Passada a turbulência, acenos alegres: a possibilidade de um novo disco de inéditas, a explicação de que o show de Las Vegas foi uma ideia do empresário Dody Sirena, que, ao seu lado na mesa, explicou um pouco mais a ideia, a abertura para vir a colaborar num espetáculo musical biográfico em sua homenagem, a revelação de que sim, está escrevendo a própria biografia, muito embora em ritmo não de aventura, mas antes muito contemplativo, pois ainda está nos 25 anos…

 

E, claro, as falas encantadoras de sempre, banhadas no eterno sorriso de menino levado, inclinadas a fazer a plateia mergulhar em um estado de graça pagão.

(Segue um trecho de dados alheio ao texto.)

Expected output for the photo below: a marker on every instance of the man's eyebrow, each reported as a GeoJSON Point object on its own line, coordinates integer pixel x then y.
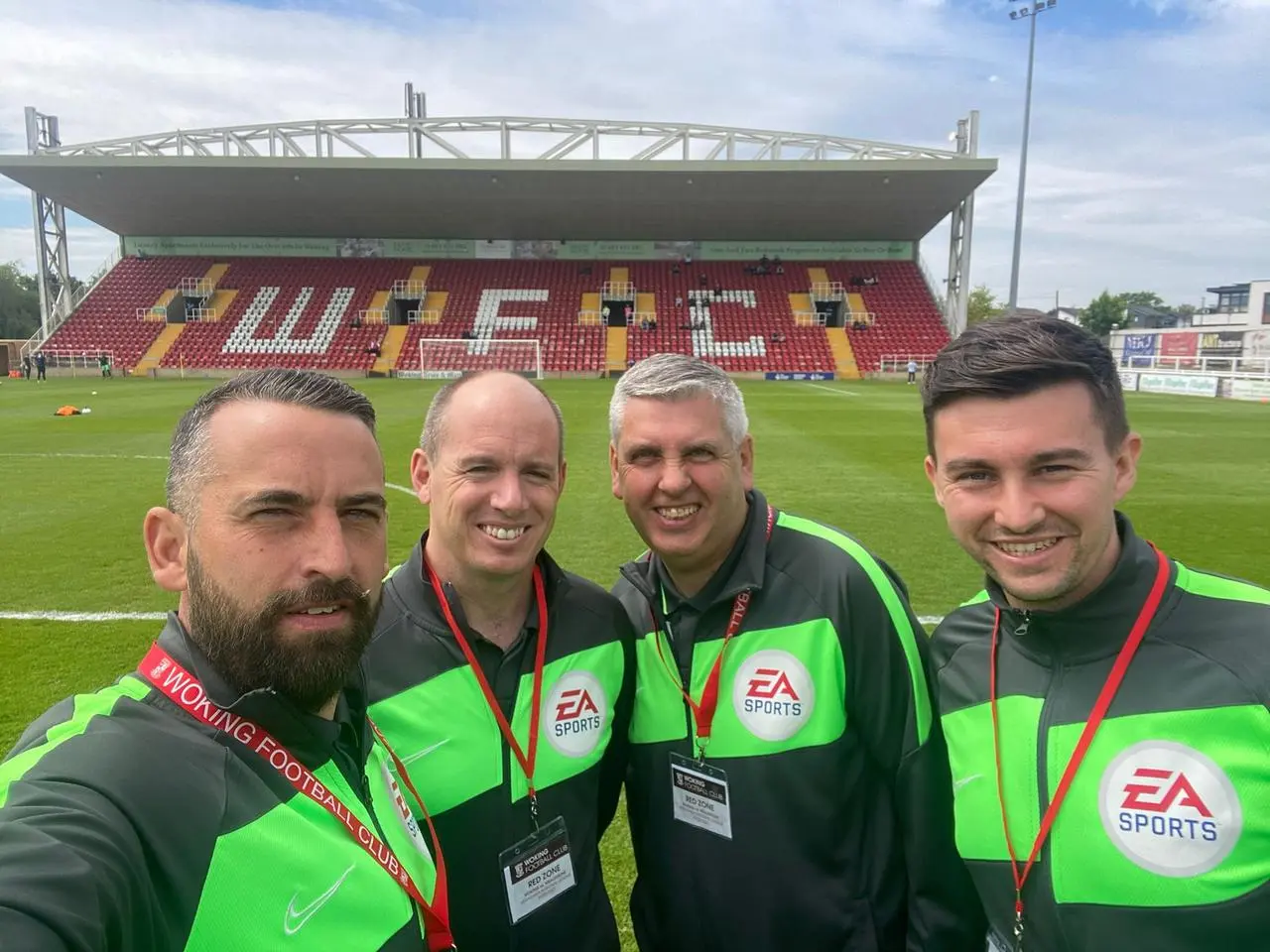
{"type": "Point", "coordinates": [359, 499]}
{"type": "Point", "coordinates": [1064, 454]}
{"type": "Point", "coordinates": [276, 497]}
{"type": "Point", "coordinates": [1049, 456]}
{"type": "Point", "coordinates": [966, 463]}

Aprovou o beijo gay da novela da Globo: “Elegante, não me chocou, vejo as coisas com muita naturalidade, quem se ama, se beija na boca, os gays têm direito à felicidade.” Não há dúvida de que está diante da imprensa e do seu público o grande cantor romântico, sempre disposto a olhar a vida pelo filtro do amor, amistoso em relação aos companheiros do Procure Saber, dos quais não se sente tão afastado como alguns jornalistas divulgaram.

 

A tarde se vai inefável, a entrevista é concluída de forma festiva, com as respostas a perguntas de fãs formuladas previamente via internet. Diante delas, duas certezas: o bom humor, a atitude feliz diante da vida. E o jeito sonhador de ser, do sonhador que sonha acordado e acredita que é fundamental lutar pelos próprios sonhos, pois o impossível é só alguma coisa que demora um pouco mais para acontecer.